Electric Field-Modulated Charge Transfer in Geometrically Tailored MoX2/WX2 (X = S, Se) Heterostructures

Light-induced interlayer charge transfer in staggered-type heterostructures (HSs) in transition-metal dichalcogenides provides the opportunity to improve the performance of optoelectronic applications. Herein, we employ density functional theory to investigate the vertical electric-field-controlled interlayer charge transfer in stacked MoX2/WX2 (X=S, Se) HSs. Upon application of electric field from -3 to 3 V/nm, we observe the band-alignment transition, band inversion, and offset variations in these HSs. Furthermore, these electric fields are found to modulate charge localization/delocalization across the layers, which provides insight into charge transfer. The positive electric field is supposed to localize the charges in WS2, whereas the charges are localized in MoS2 at negative electric field. Based on charge localization/delocalization, our study suggests that the interlayer hole transfer upon MoS2 photoexcitation can be suppressed at higher positive electric fields, whereas electron transfer can be blocked by excitation of WS2. In contrast, negative electric fields (of -3 V/nm) can induce interlayer hole and electron transfer.

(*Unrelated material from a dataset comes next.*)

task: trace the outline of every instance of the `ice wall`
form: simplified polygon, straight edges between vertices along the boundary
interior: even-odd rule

Owing to the tunability of interlayer charge transfer by means of a vertical electric field, our findings bear paramount importance in modulating electron-hole recombination and charge-transfer time, which is beneficial for future optoelectronic devices.

Automated summary

In this study, we investigated the vertical electric-field-controlled interlayer charge transfer in stacked MoX2/WX2 (X=S, Se) heterostructures using density functional theory. The electric field was found to modulate band alignment, band inversion, and charge localization/delocalization in these structures, providing insight into charge transfer mechanisms. The findings suggest that interlayer charge transfer can be modulated by vertical electric fields, which has important implications for tuning electron-hole recombination and charge-transfer time in optoelectronic devices.